Comparison to other CNV datasets

We compared Bantu CNVRs to variants obtained from DGV (release date 2020–02-15) [41], the Genome Aggregation Database (gnomAD v2.1) [29, 43], African CNVR [44] and CNVs identified in low-mappability regions [45]. DGV CNVs dataset were downloaded from DGV website [46]. gnomAD SV 2.1 sites BED file was downloaded from Broad Institute website [47], which were filtered by SV Type and SV Filter, and only “DEL”, “DUP”, “CN” SV types, and SVs with “PASS” SV Filter were included. The CNV dataset for low-mappability regions obtained from Monlong and colleagues’ publication additional material Sect. [45]. CNVs obtained from tumor samples were excluded. CNVRs were generated using a similar approach as described above, and we then compared to the list of Bantu CNVRs to identify overlap.

CNV blocks

We generated a list of ‘CNV blocks’ from a set of unrelated individuals in our cohort (the description of unrelated individuals is explained in Ref. 32) to obtain a more accurate count of the number of times any given CNV was observed. First, all overlapping CNVs localizing to a given genomic region were aligned as shown (Fig. 2a,b). The largest region encompassed by these overlapping CNVs (A-D in Fig. 2) was segmented by start and end coordinates of individual CNV calls (A-K in Fig. 2), which resulted into multiple CNV blocks (A-E, E-C, C-J in Fig. 2, Additional file 4). An example for CNV blocks is represented in Fig. 2b. We then counted the number of times each CNV block was observed in unrelated individuals in our cohort. Based on these counts, CNV blocks were categorized into four groups: CNV blocks observed in ≥ 5% (common CNV blocks), ≥ 1 and < 5% (low frequency CNV blocks), ≥ 0.1 and < 1% (rare CNV blocks), and ≤ 0.1% (very rare CNV blocks).

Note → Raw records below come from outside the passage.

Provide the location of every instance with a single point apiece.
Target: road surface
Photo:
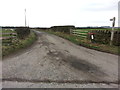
(55, 62)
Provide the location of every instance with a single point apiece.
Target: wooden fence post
(112, 32)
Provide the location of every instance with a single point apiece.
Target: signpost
(112, 32)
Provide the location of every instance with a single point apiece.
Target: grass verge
(87, 43)
(18, 44)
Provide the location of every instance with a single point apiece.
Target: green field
(84, 32)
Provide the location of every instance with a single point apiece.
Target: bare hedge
(103, 36)
(22, 32)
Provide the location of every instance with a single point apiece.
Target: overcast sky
(47, 13)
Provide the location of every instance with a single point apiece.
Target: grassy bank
(18, 44)
(88, 43)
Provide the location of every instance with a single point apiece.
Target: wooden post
(112, 32)
(25, 17)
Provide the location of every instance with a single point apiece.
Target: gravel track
(55, 62)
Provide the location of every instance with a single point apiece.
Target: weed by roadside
(18, 44)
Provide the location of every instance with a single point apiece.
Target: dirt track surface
(55, 60)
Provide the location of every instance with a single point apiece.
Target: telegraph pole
(25, 18)
(112, 32)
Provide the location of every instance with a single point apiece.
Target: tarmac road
(55, 62)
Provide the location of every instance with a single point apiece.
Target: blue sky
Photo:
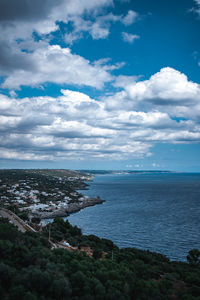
(100, 84)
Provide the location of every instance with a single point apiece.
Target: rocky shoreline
(68, 209)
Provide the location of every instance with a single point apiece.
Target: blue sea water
(155, 211)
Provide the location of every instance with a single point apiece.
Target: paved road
(15, 220)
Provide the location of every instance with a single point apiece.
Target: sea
(154, 211)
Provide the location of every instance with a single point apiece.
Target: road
(15, 220)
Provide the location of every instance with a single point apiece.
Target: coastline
(69, 209)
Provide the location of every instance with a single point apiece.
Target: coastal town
(44, 193)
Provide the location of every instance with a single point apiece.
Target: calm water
(159, 212)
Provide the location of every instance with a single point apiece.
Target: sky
(101, 84)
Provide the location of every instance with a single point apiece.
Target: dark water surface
(159, 211)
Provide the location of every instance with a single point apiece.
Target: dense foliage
(30, 269)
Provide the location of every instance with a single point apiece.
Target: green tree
(193, 257)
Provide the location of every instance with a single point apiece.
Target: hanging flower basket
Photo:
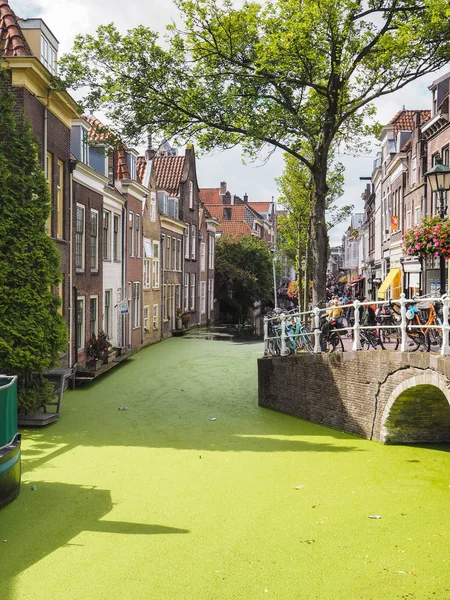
(431, 237)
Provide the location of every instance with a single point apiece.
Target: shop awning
(393, 273)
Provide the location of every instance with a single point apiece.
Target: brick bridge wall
(385, 396)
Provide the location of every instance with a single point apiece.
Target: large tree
(32, 332)
(243, 270)
(299, 75)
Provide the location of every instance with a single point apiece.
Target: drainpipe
(72, 165)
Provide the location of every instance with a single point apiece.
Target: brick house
(151, 223)
(28, 50)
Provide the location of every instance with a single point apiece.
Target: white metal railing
(283, 328)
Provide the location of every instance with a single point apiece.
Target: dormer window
(131, 162)
(79, 140)
(48, 55)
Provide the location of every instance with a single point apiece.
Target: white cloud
(66, 18)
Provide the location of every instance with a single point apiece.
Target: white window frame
(155, 316)
(80, 268)
(107, 314)
(106, 235)
(130, 233)
(116, 238)
(95, 332)
(203, 297)
(146, 318)
(186, 291)
(155, 265)
(192, 286)
(153, 207)
(193, 242)
(202, 256)
(81, 330)
(137, 224)
(94, 267)
(191, 194)
(186, 242)
(136, 304)
(147, 273)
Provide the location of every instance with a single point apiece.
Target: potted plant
(178, 315)
(98, 350)
(185, 318)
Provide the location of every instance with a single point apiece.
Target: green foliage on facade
(32, 332)
(243, 275)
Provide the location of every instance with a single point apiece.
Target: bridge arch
(418, 411)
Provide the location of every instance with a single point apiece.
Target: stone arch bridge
(390, 397)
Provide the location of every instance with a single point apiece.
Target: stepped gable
(404, 119)
(210, 196)
(12, 40)
(100, 133)
(168, 173)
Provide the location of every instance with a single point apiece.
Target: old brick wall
(353, 391)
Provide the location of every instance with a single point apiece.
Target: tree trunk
(319, 236)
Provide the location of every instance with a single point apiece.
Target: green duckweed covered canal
(160, 502)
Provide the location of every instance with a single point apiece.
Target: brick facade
(363, 393)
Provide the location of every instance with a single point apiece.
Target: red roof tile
(210, 196)
(168, 172)
(12, 40)
(234, 228)
(404, 119)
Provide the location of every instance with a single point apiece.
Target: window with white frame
(93, 315)
(167, 260)
(211, 248)
(79, 238)
(155, 316)
(138, 236)
(193, 241)
(186, 242)
(211, 294)
(146, 318)
(192, 291)
(146, 273)
(191, 194)
(155, 265)
(116, 238)
(174, 254)
(131, 234)
(179, 255)
(153, 207)
(94, 240)
(81, 340)
(186, 291)
(107, 313)
(202, 256)
(137, 304)
(106, 235)
(203, 297)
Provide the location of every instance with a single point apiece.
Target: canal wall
(381, 395)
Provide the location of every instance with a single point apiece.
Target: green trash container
(10, 442)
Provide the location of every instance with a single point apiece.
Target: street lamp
(439, 180)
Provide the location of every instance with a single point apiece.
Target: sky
(67, 18)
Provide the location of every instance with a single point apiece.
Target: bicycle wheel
(434, 339)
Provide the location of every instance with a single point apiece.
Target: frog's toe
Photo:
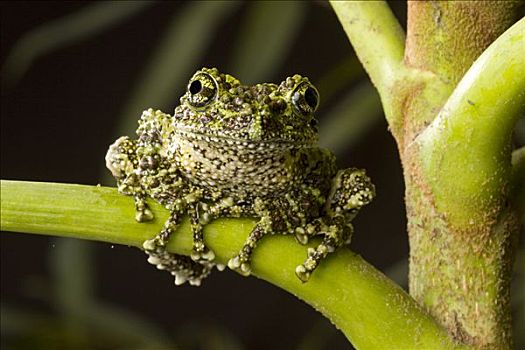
(302, 273)
(205, 255)
(240, 266)
(144, 215)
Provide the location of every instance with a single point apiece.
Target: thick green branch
(465, 152)
(518, 181)
(378, 40)
(372, 311)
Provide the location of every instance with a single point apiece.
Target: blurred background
(77, 75)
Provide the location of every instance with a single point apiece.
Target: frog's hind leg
(351, 190)
(183, 268)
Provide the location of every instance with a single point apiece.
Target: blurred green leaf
(266, 35)
(105, 327)
(90, 20)
(175, 59)
(351, 118)
(398, 272)
(338, 76)
(318, 336)
(71, 264)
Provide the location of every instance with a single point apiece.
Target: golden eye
(305, 98)
(202, 90)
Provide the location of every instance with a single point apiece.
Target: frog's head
(217, 106)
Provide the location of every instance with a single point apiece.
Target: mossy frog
(231, 150)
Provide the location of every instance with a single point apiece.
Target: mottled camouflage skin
(231, 150)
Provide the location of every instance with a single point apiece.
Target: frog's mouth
(240, 142)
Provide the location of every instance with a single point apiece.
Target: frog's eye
(305, 98)
(202, 90)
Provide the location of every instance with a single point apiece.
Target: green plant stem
(372, 311)
(378, 40)
(518, 181)
(470, 140)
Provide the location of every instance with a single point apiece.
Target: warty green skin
(231, 150)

CNVs in regions associated with disease

To assess which CNVs from our cohort overlap genes associated with developmental disorders, we identified overlap (at least 1 bp) of our common (≥ 5%), low frequency (≥ 1—< 5%), and rare (≥ 0.1—< 1%) CNV blocks with genes catalogued in the Developmental Disorders Genotype–Phenotype Database (Additional file 5) (DDG2P, [48]), compiled based on known implication in disease etiology. The following “STATUS” categories were included in the analysis: Confirmed developmental disorder (DD) Gene, Probable DD Gene, Possible DD Gene, and Both DD and IF (incidental finding). We determined the degree of overlap between using a bi-directional approach; first we calculated how much of the CNV block overlapped with gene (CNVvsGeneOverlap% in Additional file 6) and then how much of the gene overlapped with the CNV block (GenevsCNVOverlap% in Additional file 6).

To assess whether large CNVs from our cohort overlap loci associated with genomic disorders, we first generated a list of 866 large CNVs (≥ 300 kb) observed in our cohort (Additional file 7). We then determined the proportion overlap of these CNVs with known CNVs previously implicated in the etiology of syndromes and genomic disorders catalogued in The DatabasE of genomiC variation and Phenotype in Humans using Ensembl Resources [49, 50] (Additional file 8). DECIPHER is an expert-curated database of microdeletion and microduplication syndromes in developmental disorders.